In this final chapter, you will learn how to add informative plot titles and axis labels, which are one of the most important parts of any data visualization! You will also learn how to customize the style of your visualizations in order to more quickly orient your audience to the key takeaways. Then, you will put everything you have learned together for the final exercises of the course! This is the Summary of lecture "Introduction to Data Visualization with Seaborn", via datacamp.
import pandas as pd
import matplotlib.pyplot as plt
import seaborn as sns
plt.rcParams['figure.figsize'] = (10, 5)
et's return to our dataset containing the results of a survey given to young people about their habits and preferences. We've provided the code to create a count plot of their responses to the question "How often do you listen to your parents' advice?". Now let's change the style and palette to make this plot easier to interpret.
survey_data = pd.read_csv('./dataset/young-people-survey-responses.csv', index_col=0)
survey_data.head()
Music | Techno | Movies | History | Mathematics | Pets | Spiders | Loneliness | Parents' advice | Internet usage | Finances | Age | Siblings | Gender | Village - town | Age Category | Interested in Math | |
---|---|---|---|---|---|---|---|---|---|---|---|---|---|---|---|---|---|
0 | 5.0 | 1.0 | 5.0 | 1.0 | 3.0 | 4.0 | 1.0 | 3.0 | 4.0 | few hours a day | 3.0 | 20.0 | 1.0 | female | village | Less than 21 | False |
1 | 4.0 | 1.0 | 5.0 | 1.0 | 5.0 | 5.0 | 1.0 | 2.0 | 2.0 | few hours a day | 3.0 | 19.0 | 2.0 | female | city | Less than 21 | True |
2 | 5.0 | 1.0 | 5.0 | 1.0 | 5.0 | 5.0 | 1.0 | 5.0 | 3.0 | few hours a day | 2.0 | 20.0 | 2.0 | female | city | Less than 21 | True |
3 | 5.0 | 2.0 | 5.0 | 4.0 | 4.0 | 1.0 | 5.0 | 5.0 | 2.0 | most of the day | 2.0 | 22.0 | 1.0 | female | city | 21+ | True |
4 | 5.0 | 2.0 | 5.0 | 3.0 | 2.0 | 1.0 | 1.0 | 3.0 | 3.0 | few hours a day | 4.0 | 20.0 | 1.0 | female | village | Less than 21 | False |
survey_data['Parents\' advice'] = survey_data['Parents\' advice'].map({1:'Never',
2:'Rarely',
3:'Sometimes',
4:'Often',
5:'Always'})
# Set the style to "whitegrid"
sns.set_style('whitegrid')
# Create a count plot of survey responses
category_order = ["Never", "Rarely", "Sometimes",
"Often", "Always"]
sns.catplot(x='Parents\' advice',
data=survey_data,
kind="count",
order=category_order);
# Set the color palette to "Purples"
sns.set_style("whitegrid")
sns.set_palette('Purples')
sns.catplot(x='Parents\' advice',
data=survey_data,
kind="count",
order=category_order);
# Change the color palette to "RdBu"
sns.set_style("whitegrid")
sns.set_palette("RdBu")
sns.catplot(x='Parents\' advice',
data=survey_data,
kind="count",
order=category_order);
This style and diverging color palette best highlights the difference between the number of young people who usually listen to their parents' advice versus those who don't.
In this exercise, we'll continue to look at the dataset containing responses from a survey of young people.
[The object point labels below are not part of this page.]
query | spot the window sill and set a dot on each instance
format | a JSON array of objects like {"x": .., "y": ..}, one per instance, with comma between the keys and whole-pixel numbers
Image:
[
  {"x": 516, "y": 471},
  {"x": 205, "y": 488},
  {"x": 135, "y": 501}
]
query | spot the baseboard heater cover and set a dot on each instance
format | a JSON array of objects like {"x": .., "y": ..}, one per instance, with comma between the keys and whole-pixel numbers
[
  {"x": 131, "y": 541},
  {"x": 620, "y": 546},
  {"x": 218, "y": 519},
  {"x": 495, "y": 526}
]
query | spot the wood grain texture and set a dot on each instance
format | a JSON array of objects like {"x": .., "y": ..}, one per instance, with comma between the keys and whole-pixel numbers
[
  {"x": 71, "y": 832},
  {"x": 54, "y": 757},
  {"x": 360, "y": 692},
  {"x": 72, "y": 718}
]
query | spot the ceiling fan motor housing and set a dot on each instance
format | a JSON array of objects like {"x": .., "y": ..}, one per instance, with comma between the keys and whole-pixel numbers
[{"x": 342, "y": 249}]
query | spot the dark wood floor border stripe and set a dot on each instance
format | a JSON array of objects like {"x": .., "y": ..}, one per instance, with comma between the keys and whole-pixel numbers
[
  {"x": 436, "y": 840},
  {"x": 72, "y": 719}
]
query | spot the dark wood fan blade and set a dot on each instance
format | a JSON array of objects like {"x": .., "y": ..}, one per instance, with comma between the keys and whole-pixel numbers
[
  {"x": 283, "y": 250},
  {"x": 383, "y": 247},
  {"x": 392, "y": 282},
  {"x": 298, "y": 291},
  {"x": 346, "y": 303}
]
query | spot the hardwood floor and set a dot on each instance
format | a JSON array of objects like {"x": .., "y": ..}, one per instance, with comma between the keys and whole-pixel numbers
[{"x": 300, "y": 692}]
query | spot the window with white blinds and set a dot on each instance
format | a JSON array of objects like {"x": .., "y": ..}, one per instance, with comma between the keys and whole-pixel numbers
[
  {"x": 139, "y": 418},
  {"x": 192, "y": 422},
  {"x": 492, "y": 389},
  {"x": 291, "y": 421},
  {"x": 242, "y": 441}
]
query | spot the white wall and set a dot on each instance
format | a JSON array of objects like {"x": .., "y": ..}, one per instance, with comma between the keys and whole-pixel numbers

Does the percentage of people reporting that they feel lonely vary depending on how many siblings they have? Let's find out using a bar plot, while also exploring Seaborn's four different plot scales ("contexts").
# Set the context to "paper"
sns.set_context('paper')
# Create bar plot
sns.catplot(x="Siblings", y="Loneliness",
data=survey_data, kind="bar");
# Change the context to "notebook"
sns.set_context("notebook")
# Create bar plot
sns.catplot(x="Siblings", y="Loneliness",
data=survey_data, kind="bar");
# Change the context to "talk"
sns.set_context("talk")
# Create bar plot
sns.catplot(x="Siblings", y="Loneliness",
data=survey_data, kind="bar");
# Change the context to "poster"
sns.set_context("poster")
# Create bar plot
sns.catplot(x="Siblings", y="Loneliness",
data=survey_data, kind="bar");
Each context name gives Seaborn's suggestion on when to use a given plot scale (in a paper, in an iPython notebook, in a talk/presentation, or in a poster session).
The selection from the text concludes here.